This small-scale experimental research project provides tools for extracting subjective language from academic peer reviews and compares model performance on binary sentence classification (objective vs. subjective) using OpenReview-sourced data.
Opinion_Analysis/
├── data/
│ ├── eval_dataset.csv
│ └── test_dataset.csv
├── results/
│ ├── mdebertav3_results.csv
│ ├── qwen3_1_7b_results.csv
│ ├── qwen3_8b_results.csv
│ ├── qwen3_14b_results.csv
│ ├── disagreements.csv
│ └── unanimous_wrong.csv
├── templates/
│ ├── index.html
│ └── reviews.html
├── app.py
├── main.py
├── build_eval_dataset.py
├── mdeberta_subjectivity_eval.ipynb
└── qwen_subjectivity_eval.ipynb
The evaluation dataset collected from ICLR 2026 peer reviews via the OpenReview API. It contains sentences classified as either subjective or objective. Subjective sentences are those that contain at least one of a predefined set of linguistic markers (e.g. hedges, reviewer beliefs, evaluative language). Objective sentences are those with no match against these keyword patterns.

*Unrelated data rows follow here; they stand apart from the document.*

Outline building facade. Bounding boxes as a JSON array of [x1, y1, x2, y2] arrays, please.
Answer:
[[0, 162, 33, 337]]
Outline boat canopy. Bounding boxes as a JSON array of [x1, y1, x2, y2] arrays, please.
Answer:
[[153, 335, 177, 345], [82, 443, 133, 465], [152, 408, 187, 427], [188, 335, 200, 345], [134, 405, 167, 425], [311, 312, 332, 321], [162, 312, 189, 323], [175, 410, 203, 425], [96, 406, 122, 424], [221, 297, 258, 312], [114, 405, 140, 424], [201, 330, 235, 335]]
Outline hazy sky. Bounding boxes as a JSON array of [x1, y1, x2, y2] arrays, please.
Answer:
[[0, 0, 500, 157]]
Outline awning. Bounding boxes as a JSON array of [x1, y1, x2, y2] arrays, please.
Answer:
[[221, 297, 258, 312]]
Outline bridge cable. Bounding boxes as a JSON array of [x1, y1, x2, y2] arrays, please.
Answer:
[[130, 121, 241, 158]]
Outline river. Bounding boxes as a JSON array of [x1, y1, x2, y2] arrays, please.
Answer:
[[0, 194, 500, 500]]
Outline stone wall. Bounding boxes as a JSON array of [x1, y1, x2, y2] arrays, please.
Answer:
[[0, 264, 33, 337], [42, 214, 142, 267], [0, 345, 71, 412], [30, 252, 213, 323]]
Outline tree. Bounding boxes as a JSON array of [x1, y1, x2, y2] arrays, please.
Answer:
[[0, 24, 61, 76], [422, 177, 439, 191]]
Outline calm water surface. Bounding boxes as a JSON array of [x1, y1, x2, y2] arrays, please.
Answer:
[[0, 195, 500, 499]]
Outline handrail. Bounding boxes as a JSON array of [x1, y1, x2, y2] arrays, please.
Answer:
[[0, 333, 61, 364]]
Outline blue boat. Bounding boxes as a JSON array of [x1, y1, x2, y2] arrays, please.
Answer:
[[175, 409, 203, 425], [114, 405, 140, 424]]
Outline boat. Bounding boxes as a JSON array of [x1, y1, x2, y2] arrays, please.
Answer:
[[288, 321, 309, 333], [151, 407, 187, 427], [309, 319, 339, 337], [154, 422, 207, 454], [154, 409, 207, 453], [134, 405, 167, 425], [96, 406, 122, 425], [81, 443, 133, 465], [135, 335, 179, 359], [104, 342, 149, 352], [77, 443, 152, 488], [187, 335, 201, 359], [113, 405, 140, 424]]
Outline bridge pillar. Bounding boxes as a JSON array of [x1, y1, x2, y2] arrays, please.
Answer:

Columns include: field, sentence, matched_markers, and label.
A curated subset of 100 sentences drawn from eval_dataset.csv, used as the held-out test set for all model evaluations in this project.
Evaluates the GroNLP/mdebertav3-subjectivity-english model — a fine-tuned mDeBERTa v3 classifier for subjectivity detection in English.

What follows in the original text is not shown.